Written by Eleen Meleng | Mar 13, 2026 7:36:26 AM

In the era of digital governance, public sector transformation depends not merely on technology adoption and solid regulation standing but on the ability of institutions to share, standardise, and operationalise data across organisational boundaries.

Corinium spoke with Febriana Misdianti, the senior data manager at INA Digital Edu to understand the fragmentation between ministries and agencies in Indonesia, which remains a major obstacle to policy coherence and service delivery.

These challenges are further compounded by the country’s vast geography and social diversity, as Indonesia continues to face significant geographical, societal, and systemic barriers that hinder the delivery of equitable, high‑quality education. Disparity in resources, curriculum implementation, infrastructure readiness, and learning outcomes persist across provinces and districts. These structural conditions make coordination not only desirable, but essential.
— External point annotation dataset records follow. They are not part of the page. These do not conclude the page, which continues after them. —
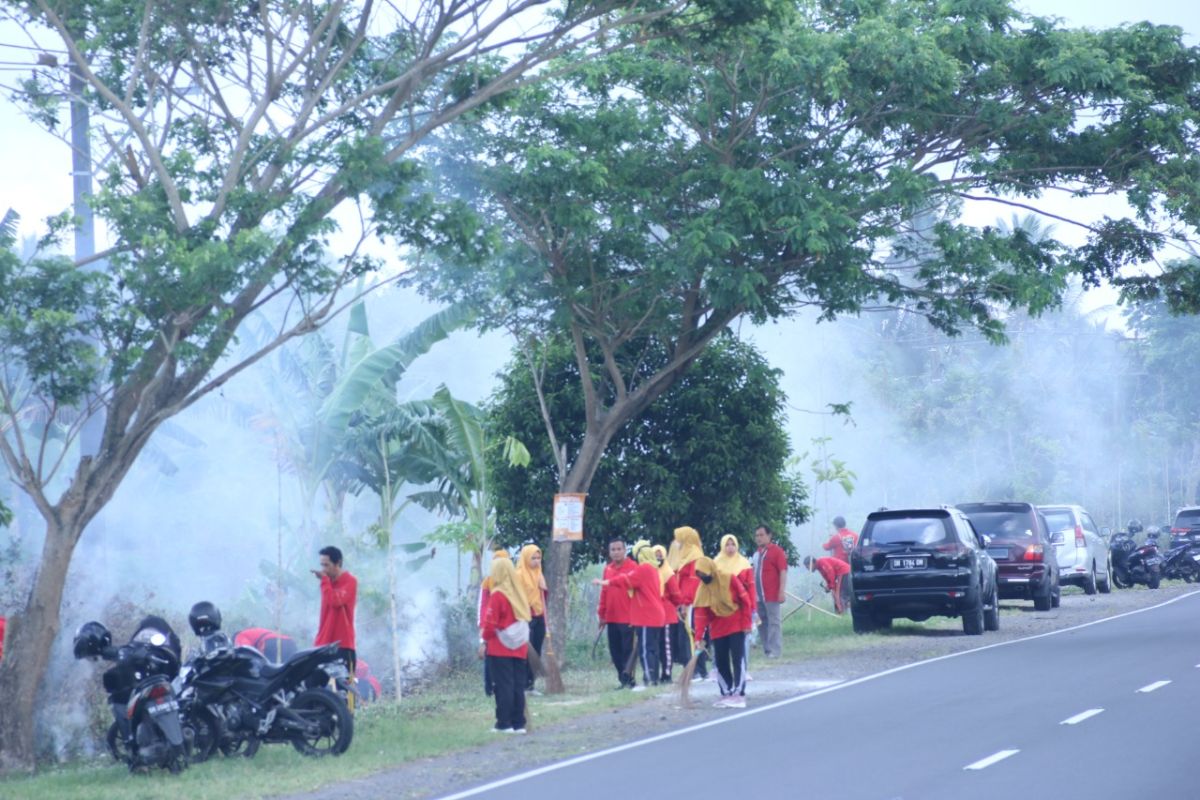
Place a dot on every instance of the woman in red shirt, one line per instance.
(720, 603)
(505, 645)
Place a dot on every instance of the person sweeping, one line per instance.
(505, 644)
(720, 608)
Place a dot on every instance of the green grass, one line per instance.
(454, 715)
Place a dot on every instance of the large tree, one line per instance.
(660, 194)
(232, 138)
(711, 452)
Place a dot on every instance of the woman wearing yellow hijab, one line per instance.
(720, 603)
(533, 587)
(507, 644)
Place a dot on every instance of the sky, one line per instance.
(819, 372)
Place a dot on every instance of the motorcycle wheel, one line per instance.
(335, 726)
(117, 746)
(205, 734)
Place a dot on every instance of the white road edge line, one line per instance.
(984, 763)
(1079, 717)
(801, 698)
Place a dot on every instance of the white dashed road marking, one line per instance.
(984, 763)
(1156, 685)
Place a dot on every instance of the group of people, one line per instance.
(660, 607)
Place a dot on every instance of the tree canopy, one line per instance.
(711, 452)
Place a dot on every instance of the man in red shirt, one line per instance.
(843, 540)
(771, 583)
(339, 594)
(615, 609)
(834, 572)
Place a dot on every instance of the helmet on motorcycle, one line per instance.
(90, 641)
(204, 618)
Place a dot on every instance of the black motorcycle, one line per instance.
(147, 727)
(258, 702)
(1134, 563)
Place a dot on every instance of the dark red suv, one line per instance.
(1019, 540)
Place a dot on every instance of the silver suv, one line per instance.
(1083, 553)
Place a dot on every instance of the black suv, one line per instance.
(921, 563)
(1019, 540)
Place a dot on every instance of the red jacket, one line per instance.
(337, 600)
(646, 609)
(498, 617)
(615, 601)
(832, 569)
(772, 564)
(688, 583)
(837, 543)
(721, 626)
(671, 601)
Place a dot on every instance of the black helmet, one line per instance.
(204, 618)
(90, 641)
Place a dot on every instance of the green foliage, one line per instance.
(709, 453)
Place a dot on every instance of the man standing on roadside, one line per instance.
(616, 605)
(771, 583)
(843, 540)
(339, 595)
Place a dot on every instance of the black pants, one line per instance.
(730, 654)
(649, 643)
(537, 637)
(621, 648)
(508, 677)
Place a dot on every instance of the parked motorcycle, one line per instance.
(259, 702)
(1133, 563)
(147, 727)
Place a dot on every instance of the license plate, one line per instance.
(163, 708)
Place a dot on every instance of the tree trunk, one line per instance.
(30, 638)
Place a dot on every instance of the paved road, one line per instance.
(1107, 710)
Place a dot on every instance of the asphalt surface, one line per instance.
(1104, 710)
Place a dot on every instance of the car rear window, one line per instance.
(1003, 525)
(1059, 519)
(1189, 518)
(905, 530)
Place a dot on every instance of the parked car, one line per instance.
(1083, 554)
(1019, 540)
(922, 563)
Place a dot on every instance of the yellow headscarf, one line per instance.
(685, 548)
(732, 564)
(504, 581)
(529, 578)
(715, 595)
(665, 570)
(486, 583)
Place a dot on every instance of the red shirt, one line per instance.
(646, 609)
(838, 543)
(615, 601)
(498, 617)
(772, 563)
(337, 599)
(832, 569)
(723, 626)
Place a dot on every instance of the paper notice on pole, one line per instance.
(568, 517)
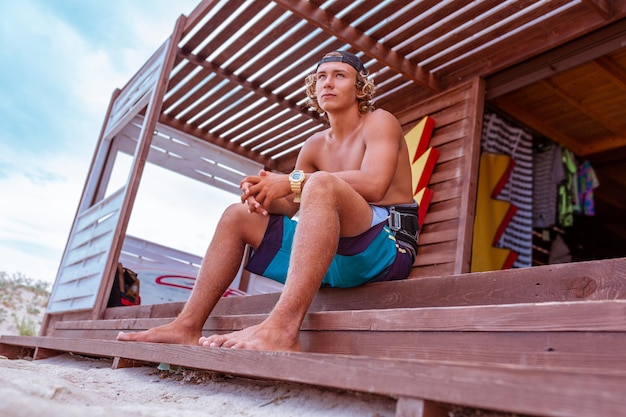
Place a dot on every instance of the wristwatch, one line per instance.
(296, 178)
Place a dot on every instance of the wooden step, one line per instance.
(589, 335)
(593, 280)
(521, 389)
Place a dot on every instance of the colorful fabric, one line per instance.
(501, 137)
(370, 257)
(548, 174)
(587, 181)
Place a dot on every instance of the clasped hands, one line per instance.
(260, 190)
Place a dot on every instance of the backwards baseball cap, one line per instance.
(345, 57)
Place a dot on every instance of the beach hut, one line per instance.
(486, 92)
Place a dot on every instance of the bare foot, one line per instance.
(259, 337)
(168, 333)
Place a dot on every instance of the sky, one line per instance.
(60, 61)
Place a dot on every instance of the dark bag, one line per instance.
(125, 291)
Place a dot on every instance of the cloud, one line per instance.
(61, 61)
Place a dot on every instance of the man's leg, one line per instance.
(330, 209)
(220, 265)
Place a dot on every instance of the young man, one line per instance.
(347, 181)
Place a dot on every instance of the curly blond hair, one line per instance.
(365, 90)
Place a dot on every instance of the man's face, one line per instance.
(335, 85)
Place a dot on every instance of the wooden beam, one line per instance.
(579, 51)
(602, 7)
(588, 316)
(244, 83)
(611, 70)
(521, 389)
(585, 109)
(536, 123)
(215, 140)
(416, 407)
(361, 41)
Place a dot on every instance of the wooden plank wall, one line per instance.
(445, 240)
(543, 341)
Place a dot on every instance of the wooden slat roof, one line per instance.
(238, 78)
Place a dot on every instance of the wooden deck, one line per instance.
(546, 341)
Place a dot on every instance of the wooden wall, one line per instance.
(445, 240)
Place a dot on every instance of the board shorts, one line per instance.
(372, 256)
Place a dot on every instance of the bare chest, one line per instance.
(341, 156)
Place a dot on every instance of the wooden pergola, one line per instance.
(223, 97)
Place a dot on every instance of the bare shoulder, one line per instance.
(380, 121)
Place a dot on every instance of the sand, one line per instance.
(70, 385)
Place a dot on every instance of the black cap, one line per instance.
(345, 57)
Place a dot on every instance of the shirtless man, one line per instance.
(345, 182)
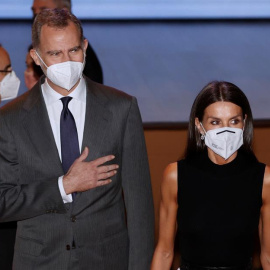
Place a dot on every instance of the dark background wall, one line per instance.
(166, 63)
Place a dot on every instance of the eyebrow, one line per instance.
(53, 51)
(216, 118)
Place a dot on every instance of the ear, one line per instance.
(198, 126)
(35, 57)
(85, 45)
(245, 119)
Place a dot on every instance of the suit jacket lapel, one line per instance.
(37, 125)
(97, 118)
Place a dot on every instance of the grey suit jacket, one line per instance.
(112, 226)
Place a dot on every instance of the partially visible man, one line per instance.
(92, 213)
(7, 230)
(92, 67)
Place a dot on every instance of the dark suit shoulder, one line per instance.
(14, 105)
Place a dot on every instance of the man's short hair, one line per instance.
(63, 4)
(56, 18)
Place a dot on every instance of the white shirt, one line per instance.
(54, 106)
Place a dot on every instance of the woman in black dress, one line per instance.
(219, 195)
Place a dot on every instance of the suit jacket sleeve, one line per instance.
(17, 200)
(137, 192)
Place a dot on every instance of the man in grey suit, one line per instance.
(98, 213)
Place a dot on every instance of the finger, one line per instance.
(102, 160)
(107, 168)
(84, 154)
(106, 175)
(103, 182)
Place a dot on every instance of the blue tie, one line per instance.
(69, 137)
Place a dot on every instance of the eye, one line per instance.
(235, 121)
(54, 53)
(74, 50)
(215, 122)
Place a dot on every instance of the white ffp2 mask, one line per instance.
(65, 74)
(224, 141)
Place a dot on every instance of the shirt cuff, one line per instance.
(66, 198)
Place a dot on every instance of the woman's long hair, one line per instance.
(213, 92)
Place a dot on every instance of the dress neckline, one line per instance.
(237, 165)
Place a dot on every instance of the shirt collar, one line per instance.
(51, 96)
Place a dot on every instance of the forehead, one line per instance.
(52, 38)
(222, 110)
(44, 4)
(4, 58)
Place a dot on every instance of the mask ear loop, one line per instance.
(202, 135)
(40, 59)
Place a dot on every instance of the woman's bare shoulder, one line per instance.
(169, 181)
(266, 179)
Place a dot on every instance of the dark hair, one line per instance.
(56, 18)
(63, 4)
(213, 92)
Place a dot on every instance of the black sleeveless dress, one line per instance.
(218, 210)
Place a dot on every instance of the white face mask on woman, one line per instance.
(65, 74)
(9, 86)
(224, 141)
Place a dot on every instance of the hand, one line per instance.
(84, 175)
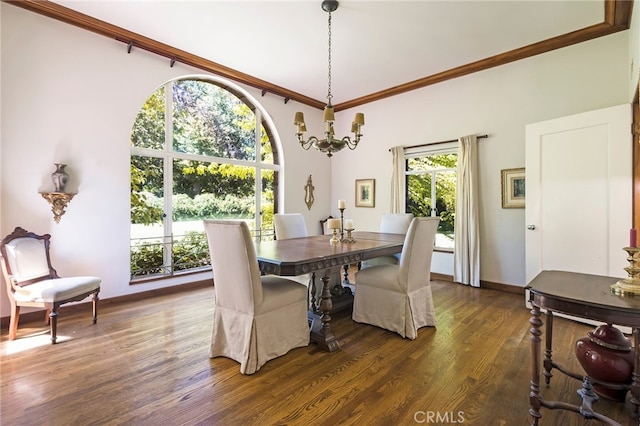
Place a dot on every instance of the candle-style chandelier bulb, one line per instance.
(329, 144)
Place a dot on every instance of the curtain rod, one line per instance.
(441, 142)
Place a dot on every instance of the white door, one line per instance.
(579, 193)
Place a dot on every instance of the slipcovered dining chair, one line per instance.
(31, 281)
(256, 318)
(292, 225)
(398, 297)
(391, 223)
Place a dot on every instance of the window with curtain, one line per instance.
(199, 149)
(431, 187)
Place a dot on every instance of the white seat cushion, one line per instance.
(57, 289)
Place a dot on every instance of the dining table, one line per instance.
(298, 256)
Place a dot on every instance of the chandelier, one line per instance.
(329, 144)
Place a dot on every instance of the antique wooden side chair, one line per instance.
(32, 281)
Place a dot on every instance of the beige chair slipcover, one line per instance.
(32, 281)
(256, 318)
(292, 225)
(391, 223)
(398, 297)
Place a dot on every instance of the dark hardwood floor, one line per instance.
(146, 363)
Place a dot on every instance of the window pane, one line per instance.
(211, 190)
(419, 195)
(266, 147)
(148, 245)
(208, 120)
(268, 199)
(434, 176)
(445, 207)
(149, 126)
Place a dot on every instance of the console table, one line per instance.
(585, 296)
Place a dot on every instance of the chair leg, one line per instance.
(53, 319)
(95, 308)
(13, 322)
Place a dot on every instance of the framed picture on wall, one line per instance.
(513, 188)
(365, 192)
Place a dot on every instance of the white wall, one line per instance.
(71, 96)
(498, 102)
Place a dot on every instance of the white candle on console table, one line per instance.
(333, 224)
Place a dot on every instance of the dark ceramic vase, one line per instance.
(60, 177)
(606, 355)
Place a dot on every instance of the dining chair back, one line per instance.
(256, 318)
(292, 225)
(32, 281)
(391, 223)
(398, 297)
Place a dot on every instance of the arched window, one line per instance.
(200, 148)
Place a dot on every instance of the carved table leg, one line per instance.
(635, 383)
(588, 398)
(346, 274)
(548, 363)
(312, 293)
(534, 395)
(324, 335)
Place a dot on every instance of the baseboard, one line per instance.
(85, 306)
(483, 284)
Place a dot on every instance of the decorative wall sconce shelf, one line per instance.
(58, 201)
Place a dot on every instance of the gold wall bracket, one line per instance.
(58, 201)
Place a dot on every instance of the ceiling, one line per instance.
(376, 45)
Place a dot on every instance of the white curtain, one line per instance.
(397, 180)
(466, 253)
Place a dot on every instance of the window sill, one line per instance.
(443, 250)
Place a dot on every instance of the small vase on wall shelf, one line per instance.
(60, 177)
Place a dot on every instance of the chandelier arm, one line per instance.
(306, 145)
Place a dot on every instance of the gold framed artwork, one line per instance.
(513, 188)
(365, 192)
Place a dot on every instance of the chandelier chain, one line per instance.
(329, 74)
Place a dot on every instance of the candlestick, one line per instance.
(334, 237)
(333, 223)
(629, 286)
(349, 239)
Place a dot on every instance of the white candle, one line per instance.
(333, 224)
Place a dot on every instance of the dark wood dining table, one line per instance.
(298, 256)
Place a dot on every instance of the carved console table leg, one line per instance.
(534, 395)
(324, 336)
(588, 398)
(346, 274)
(313, 307)
(635, 383)
(548, 339)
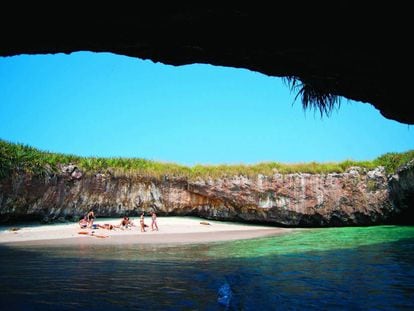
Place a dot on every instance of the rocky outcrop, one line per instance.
(318, 42)
(401, 186)
(357, 197)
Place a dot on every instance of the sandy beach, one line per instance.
(172, 230)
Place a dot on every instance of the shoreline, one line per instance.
(173, 230)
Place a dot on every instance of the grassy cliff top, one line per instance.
(23, 158)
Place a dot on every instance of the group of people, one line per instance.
(87, 222)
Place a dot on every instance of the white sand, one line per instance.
(172, 230)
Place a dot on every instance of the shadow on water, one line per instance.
(314, 269)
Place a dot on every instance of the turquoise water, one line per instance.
(356, 268)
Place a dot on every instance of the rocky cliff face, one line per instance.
(357, 197)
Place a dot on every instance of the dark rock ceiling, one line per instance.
(358, 50)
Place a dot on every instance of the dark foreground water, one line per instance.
(367, 268)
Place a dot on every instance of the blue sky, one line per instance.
(102, 104)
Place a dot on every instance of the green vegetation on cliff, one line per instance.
(25, 159)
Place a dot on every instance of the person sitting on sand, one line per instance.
(142, 222)
(154, 221)
(83, 223)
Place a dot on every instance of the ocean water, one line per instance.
(354, 268)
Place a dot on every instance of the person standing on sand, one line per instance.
(142, 223)
(154, 221)
(90, 217)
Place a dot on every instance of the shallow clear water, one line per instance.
(338, 268)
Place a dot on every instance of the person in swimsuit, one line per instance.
(83, 223)
(154, 221)
(107, 226)
(142, 222)
(90, 217)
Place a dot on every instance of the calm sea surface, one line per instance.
(363, 268)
Indonesia’s Ministry of Primary and Secondary Education has taken a significant step toward addressing this complexity through the development of Rumah Pendidikan, a national education super-app designed to unify digital education services within a single interoperable ecosystem. Although designed as an education platform, Rumah Pendidikan offers a practical blueprint for how cross-sector data interoperability can enable coordinated, cross-ministries collaboration.

 

A Unified Vision: Beyond App Consolidation

What distinguishes Rumah Pendidikan is not merely service consolidation but also its architectural alignment. Rather than functioning as a single monolithic application, the platform is structured into eight integrated modules (“ruang”), each serving a distinct stakeholder group.

 

 

Building a Unified Digital Ecosystem

Before the introduction of Rumah Pendidikan, Indonesia’s education landscape was supported by hundreds of disconnected digital systems, ranging from student data repositories to teacher certification tools and school administration platforms. This fragmentation limited visibility, slowed coordination, and increased duplication across ministries and regional authorities.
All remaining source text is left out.